Thursday, May 1, 2014

Evil Twin Falco

type: IPA
origin: Stratford, CT
price: $3.25/12oz
ABV: 7%
NSP: 7.6
website













First things first:

  1. How can I drink this not listening to Falco?   
  2. Is there an intended connection between the famous German pop artist and this masterful IPA from a famous Danish gypsy brewer (brewed at Two Roads in Stratford, CT.)?   
  3. Who knows, and who cares, right?
  4. I'll wait while you get the following Falco video playing...




Got it?  Good.  Some appropriate background music.

I almost screwed the pooch on this beer.  Why?  Well, when I saw this at Bottlecraft, I didn't notice the bottling date was in November of last year.  So we're looking at a nearly six month old IPA.  Normally such a blunder spells major trouble, but it looks like I dodged a bullet though because this has the most appetizing aroma of any IPA I can think of in recent history.

Alex quite enjoyed Bikini Beer, a very sessionable IPA, which is part of the reason I immediately grabbed this off the shelf.  After that wonderful aroma, I taste a citrusy and slightly smoky hop presence, layered over a spicy, rye (?) malt base.  This taste like the bastard child of Nelson and Heady Topper, just backed off a bit in body.  Hell, even the appearance is reminiscent of both of those beers.

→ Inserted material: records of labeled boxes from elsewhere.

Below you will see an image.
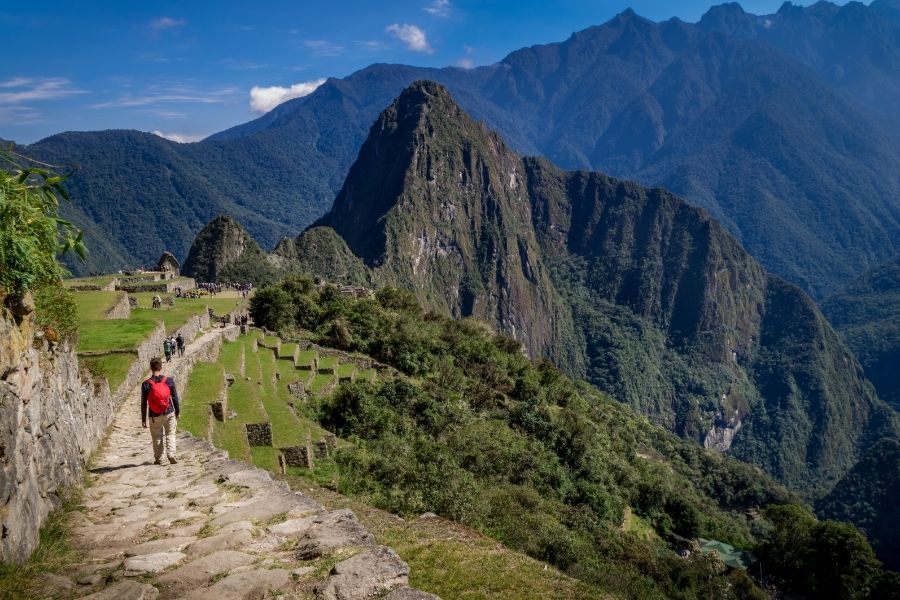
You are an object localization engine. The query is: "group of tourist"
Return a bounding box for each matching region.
[163,333,184,362]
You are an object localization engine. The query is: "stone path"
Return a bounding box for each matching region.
[45,330,436,600]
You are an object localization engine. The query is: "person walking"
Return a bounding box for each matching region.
[141,357,181,465]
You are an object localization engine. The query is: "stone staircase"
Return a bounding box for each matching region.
[46,329,436,600]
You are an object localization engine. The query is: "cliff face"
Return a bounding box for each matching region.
[312,83,566,359]
[0,300,115,562]
[181,215,275,284]
[241,82,896,494]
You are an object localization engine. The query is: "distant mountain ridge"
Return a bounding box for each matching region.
[255,82,897,495]
[822,257,900,410]
[26,0,900,297]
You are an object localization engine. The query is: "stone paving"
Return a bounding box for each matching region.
[46,330,435,600]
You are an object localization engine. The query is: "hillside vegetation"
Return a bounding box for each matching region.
[243,278,890,599]
[273,82,896,496]
[22,2,900,298]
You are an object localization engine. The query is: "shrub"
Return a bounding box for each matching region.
[0,152,86,296]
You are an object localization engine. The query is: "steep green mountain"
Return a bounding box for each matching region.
[816,439,900,571]
[276,82,896,494]
[26,3,900,297]
[822,257,900,410]
[181,215,279,285]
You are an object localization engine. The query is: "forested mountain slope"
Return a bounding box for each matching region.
[268,82,896,494]
[19,3,900,297]
[822,257,900,410]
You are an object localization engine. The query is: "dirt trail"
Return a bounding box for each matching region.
[48,329,436,600]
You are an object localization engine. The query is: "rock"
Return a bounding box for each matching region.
[291,567,316,579]
[38,573,75,592]
[316,546,409,600]
[381,588,441,600]
[159,550,254,586]
[81,579,159,600]
[184,569,291,600]
[185,529,253,556]
[266,517,315,537]
[125,536,197,556]
[225,469,272,488]
[213,482,321,525]
[125,552,185,577]
[296,509,375,560]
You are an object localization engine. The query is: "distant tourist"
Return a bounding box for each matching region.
[141,358,181,465]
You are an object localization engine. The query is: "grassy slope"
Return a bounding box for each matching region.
[181,336,603,599]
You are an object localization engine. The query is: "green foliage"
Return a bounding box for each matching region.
[816,439,900,570]
[251,279,791,598]
[758,505,882,600]
[34,282,79,340]
[0,489,81,600]
[0,152,86,296]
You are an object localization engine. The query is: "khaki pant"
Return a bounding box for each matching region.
[150,413,178,460]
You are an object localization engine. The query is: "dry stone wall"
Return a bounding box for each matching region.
[106,294,131,319]
[0,309,117,563]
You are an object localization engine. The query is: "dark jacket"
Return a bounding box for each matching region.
[141,375,181,423]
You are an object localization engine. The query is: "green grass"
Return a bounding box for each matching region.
[79,352,137,392]
[288,482,614,600]
[178,363,225,438]
[76,318,162,352]
[278,344,297,360]
[319,356,337,369]
[218,336,246,378]
[0,491,81,600]
[356,369,377,381]
[63,275,115,287]
[72,292,125,322]
[309,373,334,394]
[336,364,356,377]
[296,350,316,365]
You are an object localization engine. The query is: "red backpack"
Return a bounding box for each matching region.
[147,377,172,415]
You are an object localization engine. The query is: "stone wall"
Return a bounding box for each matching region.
[106,294,131,319]
[0,308,117,563]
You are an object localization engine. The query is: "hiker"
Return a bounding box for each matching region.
[141,358,181,465]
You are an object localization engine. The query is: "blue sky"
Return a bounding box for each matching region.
[0,0,816,143]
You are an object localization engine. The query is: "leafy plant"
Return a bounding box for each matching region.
[0,151,87,296]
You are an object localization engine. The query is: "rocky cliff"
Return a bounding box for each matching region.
[181,215,274,284]
[276,82,895,493]
[0,303,116,562]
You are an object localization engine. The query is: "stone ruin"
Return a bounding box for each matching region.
[244,423,272,446]
[209,400,227,421]
[279,446,313,469]
[288,379,307,400]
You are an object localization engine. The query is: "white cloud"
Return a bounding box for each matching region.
[91,82,239,109]
[386,23,434,54]
[0,77,87,104]
[303,40,344,56]
[250,79,325,113]
[151,130,206,144]
[150,17,185,31]
[422,0,452,19]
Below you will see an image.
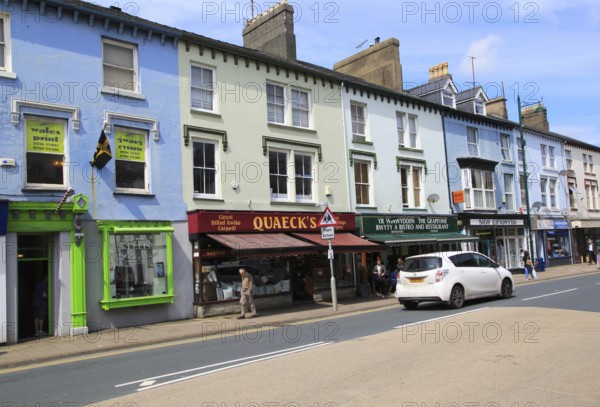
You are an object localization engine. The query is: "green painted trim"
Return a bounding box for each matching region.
[112,227,175,235]
[7,202,74,233]
[97,221,175,311]
[70,231,87,328]
[100,295,175,311]
[349,150,377,169]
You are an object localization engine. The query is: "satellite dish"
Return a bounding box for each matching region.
[427,194,440,203]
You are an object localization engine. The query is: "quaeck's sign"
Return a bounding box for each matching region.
[360,215,458,235]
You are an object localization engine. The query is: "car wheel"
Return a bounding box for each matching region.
[500,278,512,298]
[448,285,465,308]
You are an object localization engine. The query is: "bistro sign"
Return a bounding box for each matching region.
[189,211,356,233]
[360,216,458,235]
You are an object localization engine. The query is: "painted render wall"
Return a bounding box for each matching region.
[179,44,349,212]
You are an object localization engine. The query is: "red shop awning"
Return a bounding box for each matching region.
[293,232,385,253]
[206,233,319,257]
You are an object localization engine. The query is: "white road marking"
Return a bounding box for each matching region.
[136,342,333,391]
[115,342,324,387]
[394,307,489,329]
[522,288,577,301]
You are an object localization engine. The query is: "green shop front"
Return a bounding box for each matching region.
[356,214,478,270]
[0,198,88,344]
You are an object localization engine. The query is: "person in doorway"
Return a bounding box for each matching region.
[31,276,48,336]
[237,267,256,319]
[588,237,596,264]
[373,257,386,297]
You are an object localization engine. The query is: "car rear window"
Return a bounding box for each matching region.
[402,257,442,271]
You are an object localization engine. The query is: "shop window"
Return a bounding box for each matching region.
[191,66,216,112]
[115,127,148,191]
[25,116,66,188]
[193,141,217,198]
[99,222,173,310]
[102,38,139,93]
[195,258,291,302]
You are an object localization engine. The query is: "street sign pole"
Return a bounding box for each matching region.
[327,239,337,311]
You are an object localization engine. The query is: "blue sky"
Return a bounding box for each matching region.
[94,0,600,146]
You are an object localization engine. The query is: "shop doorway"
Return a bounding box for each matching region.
[17,234,51,341]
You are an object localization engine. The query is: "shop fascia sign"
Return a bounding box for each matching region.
[361,215,458,235]
[469,218,525,226]
[193,212,356,233]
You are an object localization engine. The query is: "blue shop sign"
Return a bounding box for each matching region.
[554,219,569,229]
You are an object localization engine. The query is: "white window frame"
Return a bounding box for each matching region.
[353,159,373,207]
[500,133,512,161]
[290,86,312,129]
[265,82,287,124]
[267,147,318,203]
[442,89,456,108]
[102,38,141,97]
[540,144,548,168]
[585,179,598,210]
[293,151,315,203]
[548,146,556,169]
[268,148,291,202]
[113,125,151,194]
[396,112,406,147]
[400,162,425,209]
[191,137,221,199]
[467,127,479,157]
[462,168,496,210]
[190,63,217,113]
[540,177,548,208]
[0,13,17,79]
[548,178,558,209]
[504,174,515,212]
[350,101,367,141]
[473,99,485,116]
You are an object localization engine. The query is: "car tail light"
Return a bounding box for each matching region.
[435,269,449,283]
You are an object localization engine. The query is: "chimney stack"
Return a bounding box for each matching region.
[242,0,296,60]
[521,103,550,132]
[333,37,402,92]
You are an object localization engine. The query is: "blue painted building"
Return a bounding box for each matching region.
[0,1,193,342]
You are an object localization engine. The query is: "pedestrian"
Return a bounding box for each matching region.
[31,275,48,336]
[521,250,537,280]
[237,267,256,319]
[373,257,386,297]
[588,237,596,264]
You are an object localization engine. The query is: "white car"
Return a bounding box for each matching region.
[395,251,515,310]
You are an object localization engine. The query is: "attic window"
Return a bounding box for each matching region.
[473,99,485,115]
[442,90,455,107]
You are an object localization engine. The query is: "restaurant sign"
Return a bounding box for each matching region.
[188,211,356,234]
[360,216,458,235]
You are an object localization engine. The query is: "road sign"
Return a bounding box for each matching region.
[317,208,339,227]
[321,226,335,240]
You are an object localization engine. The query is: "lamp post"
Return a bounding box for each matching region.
[517,95,533,261]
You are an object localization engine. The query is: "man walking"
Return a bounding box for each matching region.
[237,267,256,319]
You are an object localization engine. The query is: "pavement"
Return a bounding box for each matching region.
[0,263,600,372]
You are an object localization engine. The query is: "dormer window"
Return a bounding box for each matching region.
[442,89,456,107]
[473,99,485,115]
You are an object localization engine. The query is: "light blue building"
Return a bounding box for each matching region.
[0,1,193,342]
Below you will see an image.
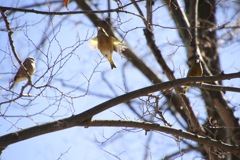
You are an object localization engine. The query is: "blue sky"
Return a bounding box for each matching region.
[0,1,240,160]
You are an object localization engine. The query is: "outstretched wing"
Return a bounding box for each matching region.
[111,37,127,53]
[88,37,98,50]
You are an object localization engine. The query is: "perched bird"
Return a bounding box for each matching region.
[89,27,127,69]
[10,57,36,89]
[183,58,203,93]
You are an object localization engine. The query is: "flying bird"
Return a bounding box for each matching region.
[89,27,127,69]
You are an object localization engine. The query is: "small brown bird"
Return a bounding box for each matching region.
[89,27,127,69]
[10,57,36,89]
[183,58,203,93]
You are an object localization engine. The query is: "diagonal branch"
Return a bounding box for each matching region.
[0,72,240,151]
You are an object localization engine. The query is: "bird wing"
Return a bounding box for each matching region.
[111,37,127,52]
[88,37,98,50]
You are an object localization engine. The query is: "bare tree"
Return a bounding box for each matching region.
[0,0,240,159]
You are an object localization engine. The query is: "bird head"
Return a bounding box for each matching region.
[98,27,108,36]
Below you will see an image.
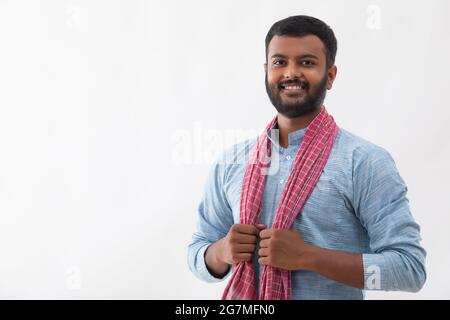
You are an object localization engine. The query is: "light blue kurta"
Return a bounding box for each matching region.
[188,125,426,299]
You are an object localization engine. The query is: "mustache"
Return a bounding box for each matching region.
[278,79,309,89]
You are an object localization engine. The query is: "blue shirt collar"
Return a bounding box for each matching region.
[267,123,308,148]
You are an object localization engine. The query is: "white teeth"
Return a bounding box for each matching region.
[285,86,301,90]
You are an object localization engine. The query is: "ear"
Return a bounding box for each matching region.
[327,65,337,90]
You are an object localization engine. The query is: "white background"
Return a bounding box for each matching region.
[0,0,450,299]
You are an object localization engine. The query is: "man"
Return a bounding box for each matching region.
[188,16,426,299]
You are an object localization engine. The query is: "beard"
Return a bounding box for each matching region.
[265,73,327,118]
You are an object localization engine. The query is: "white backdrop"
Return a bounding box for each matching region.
[0,0,450,299]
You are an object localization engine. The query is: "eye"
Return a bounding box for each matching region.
[273,60,285,66]
[300,60,314,66]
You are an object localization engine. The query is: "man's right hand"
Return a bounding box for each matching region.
[218,224,265,264]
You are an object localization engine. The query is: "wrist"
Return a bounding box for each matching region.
[299,244,320,271]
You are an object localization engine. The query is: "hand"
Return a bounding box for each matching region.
[219,224,265,264]
[258,229,312,270]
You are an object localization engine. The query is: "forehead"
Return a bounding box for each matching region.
[267,34,325,59]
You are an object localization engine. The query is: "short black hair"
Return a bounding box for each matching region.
[266,15,337,68]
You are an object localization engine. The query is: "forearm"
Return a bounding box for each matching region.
[205,239,230,278]
[302,245,364,289]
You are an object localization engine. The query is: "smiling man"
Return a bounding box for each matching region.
[188,16,426,299]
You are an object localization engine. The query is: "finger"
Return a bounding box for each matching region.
[259,229,272,239]
[235,253,253,263]
[259,239,270,248]
[258,257,269,266]
[236,244,256,253]
[234,224,259,235]
[258,248,269,257]
[256,223,266,230]
[233,233,257,244]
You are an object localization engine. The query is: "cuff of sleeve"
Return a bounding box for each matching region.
[362,253,390,290]
[197,244,231,282]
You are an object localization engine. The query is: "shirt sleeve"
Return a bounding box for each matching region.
[353,147,426,292]
[188,152,234,282]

Really tasty, friends.  I think I may be obsessed.  Evil Twin, I'm calling on you: Can we please get some fresh Falco 'round here??

Thursday, April 24, 2014

Figueroa Mountain Brewery

45 Industrial Way
Buellton, CA 93427
 (805) 694-2252

I'll let you in on a little secret about our anti-traffic stop at Telegraph:  the idea originated before then, at Figueroa Mtn.  People may know Buellton as the split pea soup capital of California (talk about a feather in your cap, huh?), but did you know a reputable brewery splits their own peas, so to speak?

Men at work.
They've managed to make the inside of a commercial building feel warm and inviting.  Lots of wood, and signs of a deep localism run throughout.

The FMB Mug Club!
Maybe it's the wall of mugs.  Or maybe because everyone in there was wearing some combination of FMB hat/shirt/hoodie.  I don't know, but it feels like a great place for an after-work meet up.

IPA flight
There was an ungodly number of beers on tap, which is impressive in it's own right, and only a few of them are ones you'll find in the stores.  We decided to focus on their IPAs.  In the photo, from right to left:

  1. Hurricane Deck (double IPA) -- 8% --  a classic west coast double.  a bit heavy on the malt side
  2. Hoppy Poppy (IPA) -- 6.5% -- read Brendan's review
  3. Lizard's Mouth (an imperial IPA) -- 9.2% -- pretty good, very imperial, very resiny
  4. Seafoam (a Belgian IPA) -- 6.8% -- OK, but nowhere near as mind blowing as BP Homework Series #2 (although maybe those are not comparable)
I can't say FMB makes my favorite beers around, and there weren't any that stopped me in my track, but I can say this is a fun place to drink.  There are so many options, you could get a Russian River style flight in scope -- unfortunately that's where the comparisons to RR stop.  I highly recommend making a stop here, even if the motivation is purely for beer's sake.